Last week, Noah posted about an here about a DDoS attack that was triggered by a botnet that compromised enough Internet of Things devices to generate 600 Gigabits per second of bogus internet traffic.
Fast forward one week and the code for this DDoS is now publicly available, has a catchy name (Mirai), and has compromised devices in as many as 177 countries. It is very simple code that targets insecure routers and devices with simple default passwords.
I was at a Cybersecurity panel discussion last week and one of the presenters said that he discovered that one of his zwave devices was recently compromised and was hogging all of the bandwidth on his network. It made me think of this story and start to wonder about my own network. So far things seem normal on my network, but has anyone else experienced any of the Mirai symptoms?

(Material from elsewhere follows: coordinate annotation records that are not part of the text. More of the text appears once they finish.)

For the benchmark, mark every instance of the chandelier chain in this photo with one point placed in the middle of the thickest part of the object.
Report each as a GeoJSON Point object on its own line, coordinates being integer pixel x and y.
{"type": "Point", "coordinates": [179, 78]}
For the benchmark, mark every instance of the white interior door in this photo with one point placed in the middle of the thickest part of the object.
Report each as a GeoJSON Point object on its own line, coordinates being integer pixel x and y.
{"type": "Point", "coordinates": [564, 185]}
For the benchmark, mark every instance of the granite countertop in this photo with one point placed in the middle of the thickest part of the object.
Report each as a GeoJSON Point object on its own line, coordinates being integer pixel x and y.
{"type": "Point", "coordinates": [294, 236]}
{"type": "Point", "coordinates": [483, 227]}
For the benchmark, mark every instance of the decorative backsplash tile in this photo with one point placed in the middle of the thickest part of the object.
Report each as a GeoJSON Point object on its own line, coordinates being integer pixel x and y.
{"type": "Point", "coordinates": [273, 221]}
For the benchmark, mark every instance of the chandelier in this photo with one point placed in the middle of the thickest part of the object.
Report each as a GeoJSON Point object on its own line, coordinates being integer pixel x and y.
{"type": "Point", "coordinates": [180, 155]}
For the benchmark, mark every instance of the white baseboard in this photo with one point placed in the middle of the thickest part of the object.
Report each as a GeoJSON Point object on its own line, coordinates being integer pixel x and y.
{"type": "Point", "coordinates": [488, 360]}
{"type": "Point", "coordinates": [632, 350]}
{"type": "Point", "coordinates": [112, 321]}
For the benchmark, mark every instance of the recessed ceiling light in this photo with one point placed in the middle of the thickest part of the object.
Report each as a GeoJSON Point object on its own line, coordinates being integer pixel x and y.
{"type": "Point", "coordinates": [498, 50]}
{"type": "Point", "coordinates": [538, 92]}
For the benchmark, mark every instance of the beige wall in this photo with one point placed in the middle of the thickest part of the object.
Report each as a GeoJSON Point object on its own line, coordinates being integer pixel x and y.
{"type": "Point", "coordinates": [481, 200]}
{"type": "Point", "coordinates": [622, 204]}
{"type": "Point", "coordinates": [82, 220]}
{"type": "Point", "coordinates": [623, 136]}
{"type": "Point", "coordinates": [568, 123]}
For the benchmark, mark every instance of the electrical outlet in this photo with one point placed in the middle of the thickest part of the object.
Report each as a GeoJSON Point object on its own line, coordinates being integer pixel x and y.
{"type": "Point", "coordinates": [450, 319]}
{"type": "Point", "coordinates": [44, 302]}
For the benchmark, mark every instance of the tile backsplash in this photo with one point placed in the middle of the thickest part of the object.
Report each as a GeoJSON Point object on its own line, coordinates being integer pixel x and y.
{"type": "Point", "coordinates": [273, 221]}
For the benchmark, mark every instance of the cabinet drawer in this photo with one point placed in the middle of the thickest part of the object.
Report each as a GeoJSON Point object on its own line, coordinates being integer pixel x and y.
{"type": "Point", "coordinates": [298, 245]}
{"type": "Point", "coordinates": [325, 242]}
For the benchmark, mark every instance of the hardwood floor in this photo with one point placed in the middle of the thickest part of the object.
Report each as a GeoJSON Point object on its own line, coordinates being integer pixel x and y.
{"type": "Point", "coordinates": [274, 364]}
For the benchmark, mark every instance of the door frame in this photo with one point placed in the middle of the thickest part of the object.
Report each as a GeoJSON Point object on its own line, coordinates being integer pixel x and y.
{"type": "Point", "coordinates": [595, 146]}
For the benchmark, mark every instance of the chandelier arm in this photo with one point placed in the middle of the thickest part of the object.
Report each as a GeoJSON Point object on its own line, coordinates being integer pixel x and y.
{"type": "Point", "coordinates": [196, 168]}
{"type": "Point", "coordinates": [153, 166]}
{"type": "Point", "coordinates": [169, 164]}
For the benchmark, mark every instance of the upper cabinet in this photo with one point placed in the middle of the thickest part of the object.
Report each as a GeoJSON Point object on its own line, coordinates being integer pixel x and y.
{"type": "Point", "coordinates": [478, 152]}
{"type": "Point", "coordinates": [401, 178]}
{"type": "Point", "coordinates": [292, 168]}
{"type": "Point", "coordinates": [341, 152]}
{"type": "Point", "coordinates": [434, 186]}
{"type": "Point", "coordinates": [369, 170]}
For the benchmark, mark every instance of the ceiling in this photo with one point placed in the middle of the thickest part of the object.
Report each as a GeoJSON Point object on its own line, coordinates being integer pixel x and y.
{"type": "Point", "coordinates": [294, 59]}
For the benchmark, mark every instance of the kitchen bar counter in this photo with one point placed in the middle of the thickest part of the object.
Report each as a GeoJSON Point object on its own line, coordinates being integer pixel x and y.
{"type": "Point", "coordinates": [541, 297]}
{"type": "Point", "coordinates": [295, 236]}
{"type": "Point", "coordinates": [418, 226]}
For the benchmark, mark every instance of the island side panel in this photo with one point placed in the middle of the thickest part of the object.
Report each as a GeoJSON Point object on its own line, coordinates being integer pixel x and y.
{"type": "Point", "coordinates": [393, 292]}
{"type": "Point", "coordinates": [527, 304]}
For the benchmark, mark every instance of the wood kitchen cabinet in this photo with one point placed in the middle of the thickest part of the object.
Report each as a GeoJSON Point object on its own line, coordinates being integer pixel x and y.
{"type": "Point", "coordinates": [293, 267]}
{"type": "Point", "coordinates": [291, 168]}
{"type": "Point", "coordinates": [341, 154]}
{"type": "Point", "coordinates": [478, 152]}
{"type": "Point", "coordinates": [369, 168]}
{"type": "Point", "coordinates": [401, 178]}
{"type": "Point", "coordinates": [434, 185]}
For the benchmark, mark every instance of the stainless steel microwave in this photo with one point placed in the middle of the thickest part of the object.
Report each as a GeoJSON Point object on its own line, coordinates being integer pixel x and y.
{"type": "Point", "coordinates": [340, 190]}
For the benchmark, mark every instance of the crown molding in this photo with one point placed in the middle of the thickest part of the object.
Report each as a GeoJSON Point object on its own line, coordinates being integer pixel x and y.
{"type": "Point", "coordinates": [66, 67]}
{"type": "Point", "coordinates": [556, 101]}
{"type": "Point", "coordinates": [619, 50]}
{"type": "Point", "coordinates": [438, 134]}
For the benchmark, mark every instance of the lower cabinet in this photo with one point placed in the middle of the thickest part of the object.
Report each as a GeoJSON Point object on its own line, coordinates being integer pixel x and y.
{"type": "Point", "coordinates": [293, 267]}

The motivations behind selling or releasing a hack are very different. We’ve seen users try to auction off tools for bitcoins in order to profit. Releasing a hack seems like a sign of anger and wanting to see how much damage the hack can do. Hopefully the next step is reverse-engineering and finding a way to patch the vulnerabilities. I think this will be very hard to stop the botnets themselves as a lot of people won’t even know that their DVRs and security cameras are pinging a website over and over. Also, the poster mentioned the DDoS Industry and that they’re already retiring after making their money, which confirms that there is a lot of money in illegal activities.
Also, releasing the source code once the Feds are on to you ensures that the source code is in many different places which makes it harder for the authorities to pinpoint. So far I haven’t experienced any symptoms, but I definitely feel that access to the source code is a good way to see how these DDoS attacks work.